How antioxidants can fit in with your skin-care routine: 101

One question I hear routinely from my clients is, “what are free radicals and how do I combat these within my daily skin-care routine.”  A cursory trip down the aisle of any pharmacy or supermarket reveals a plethora of products claiming to combat free radical damage. So, in a effort to demystify some of the marketing jargon, this week’s post is a quick 101 on free-radicals, antioxidants and the many ways we can inhibit the damage caused, both through diet and good skin-care.

What are free-radicals?  Put simply, free radicals are molecules that have become faulty or unstable due to a missing electron. To remedy this state of unbalance, the rogue molecule looks to fill the missing space by ‘stealing’ an electron from a neighbouring cell in your body. This then leads to oxidisation (similar to rusting) of the cell, culminating in DNA damage or death of that cell.

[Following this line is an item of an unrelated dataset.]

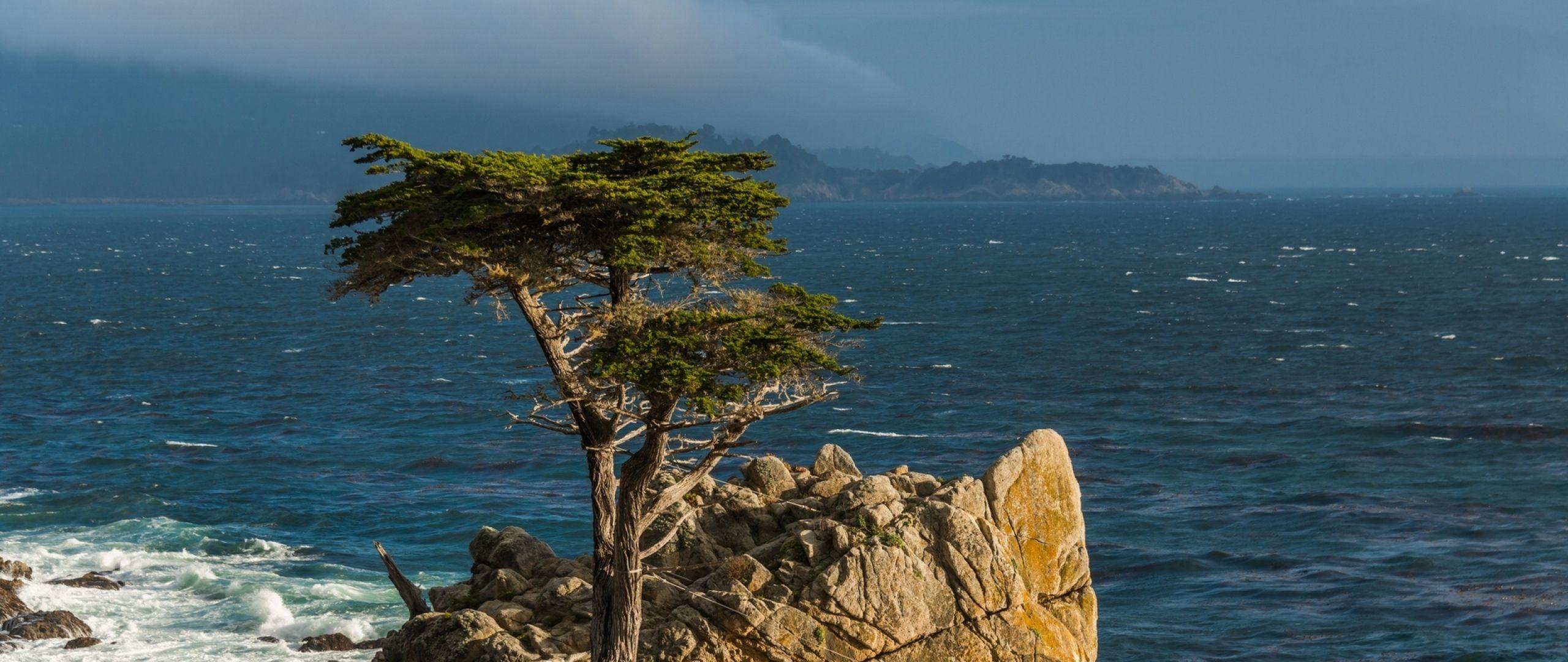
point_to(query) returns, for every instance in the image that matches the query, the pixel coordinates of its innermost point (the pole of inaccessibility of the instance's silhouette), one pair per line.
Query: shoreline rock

What do the free radicals do to your skin?  It is widely accepted that free-radicals contribute to the overall ageing process and are the major cause of the many visible signs of skin issues including loss of elasticity, fine lines, hyper pigmentation and loss of collagen. The more free radicals we have roaming our bodies, the faster our skin ages.

So how are free radicals created?  Unfortunately, pretty much all of our day-to-day living presents challenges to the skin including:

• direct exposure to UV rays (sunlight)

• stress

• dietary deficiencies

• alcohol

• pollution

• inflammation

How do antioxidants help in the fight against free radical damage?  Our bodies are constantly producing free radicals and whilst we cannot totally eliminate them, it is imperative that we minimise the production of these harmful molecules.  This is where antioxidants come into play as these little powerhouses effectively neutralise free radicals and put a stop to the destructive chain reaction that is created when one electron steals from another healthy electron.

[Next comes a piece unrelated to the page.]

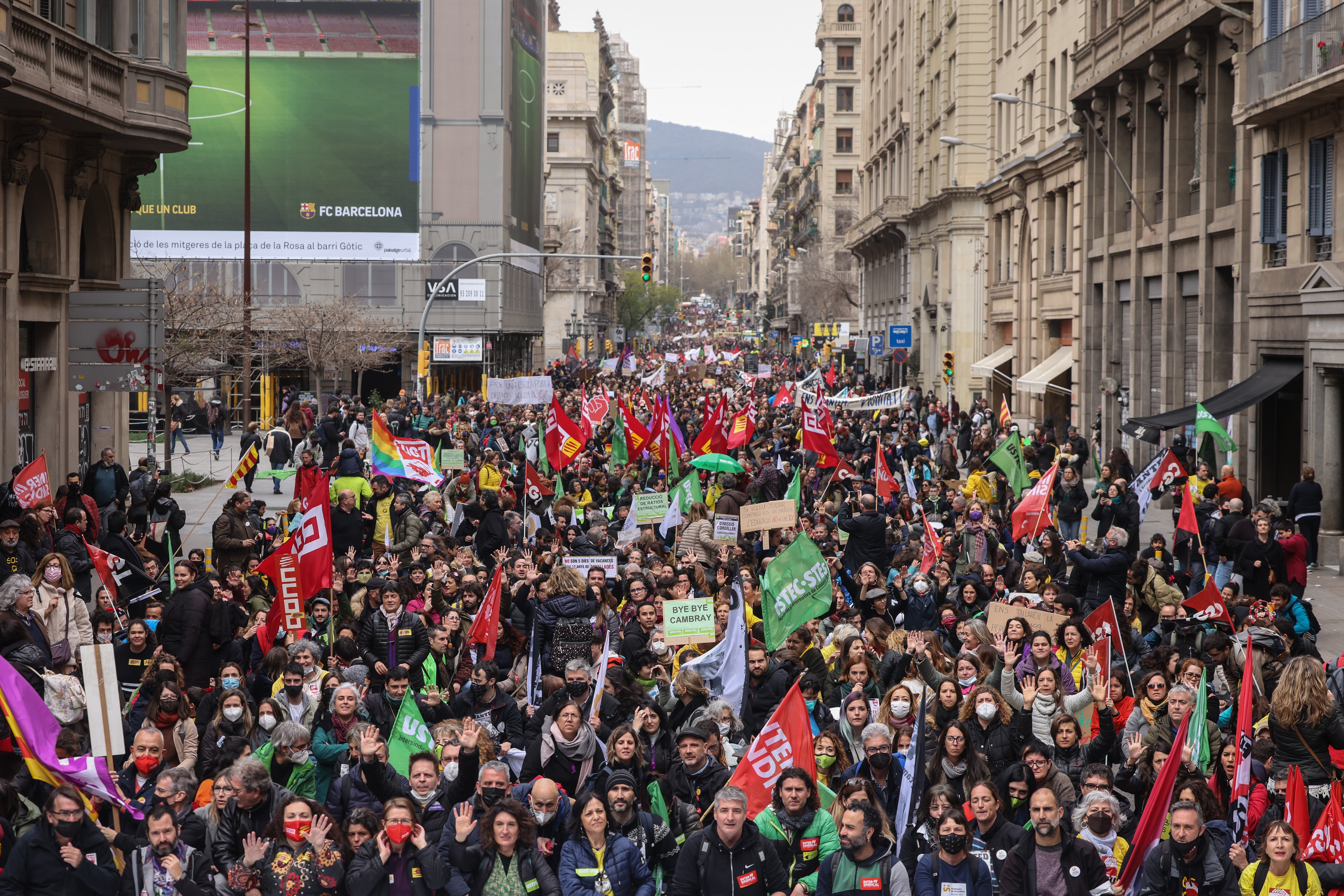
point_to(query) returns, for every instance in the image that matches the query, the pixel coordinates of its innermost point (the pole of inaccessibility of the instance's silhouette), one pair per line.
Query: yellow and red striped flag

Where do we find antioxidants?  Antioxidants are found in a diet rich in vegetables, grains, fruit. The anti-aging industry has spent millions researching the powers of antioxidants and many skincare products are now able to effectively inhibit free-radical formation.

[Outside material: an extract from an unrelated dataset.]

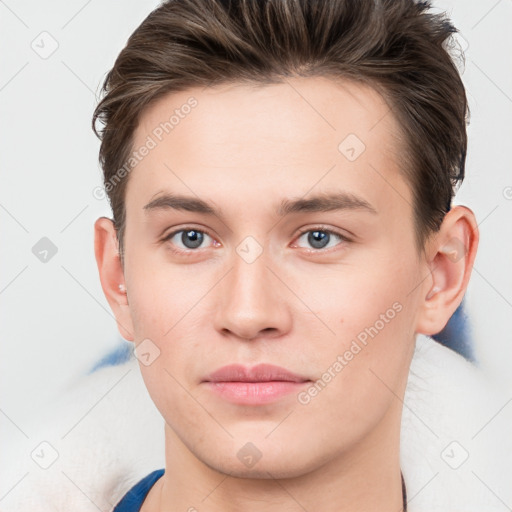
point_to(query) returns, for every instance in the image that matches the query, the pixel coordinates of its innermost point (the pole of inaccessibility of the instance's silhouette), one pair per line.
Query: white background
(55, 320)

My recommendations for fighting the effects of free-radicals:

As my clients know, I firmly advocate the long list of benefits that a super intensive skin care regime can deliver but obtaining your vitamins and minerals from their natural source is also extremely important. A quick snapshot of the two best natural sources of antioxidants:

Vitamin C: The Kakadu Plum. Vitamin C is particularly important for sustaining regular collagen production and supporting the elasticity in the skin, that is what helps to keep us look young and vibrant. Studies show the concentration of vitamin C in kakadu plum to be as high as 3200-5000mg/100g (compared with 50mg/100g for oranges).  Kakadu plums display superior oxygen radical-scavenging capacity (ORAC). The ORAC scale is often used to determine how strong of an antioxidant a food is. For example, Kakadu plums have displayed up to 13 times greater ORAC values than that of blueberries.  When searching for Kakadu plum products for your beauty and dietary needs, remember the stability of vitamin C is greatly affected by heat. Do your research to make sure a low heat has been used during the extraction process (below 70C), therefore sustaining the potency of vitamin C within this incredible fruit.

Resveratrol: Regarded by many as the magic bullet against anti-aging, resveratrol is found infoods such as grapes, peanuts, fruits, and red wine. Studies have also shown it also inhibits tumour development. The American Journal of Clinical Dermatology in 2011 published a study which found that people who used a topical gel containing resveratrol on their skin for 30 days benefited with reduced acne by more than 50 percent. Furthermore, a 2012 study found that oral supplementation also resulted in improvements in participants skin: skin was more moist, had improved elasticity, and they also showed a decrease in age spots. If you opt to take a resveratrol supplement, there are numerous products on the market. Be sure to look for one made from muscadine grapes that uses WHOLE grape skins and seeds, as this is where many of the benefits are concentrated.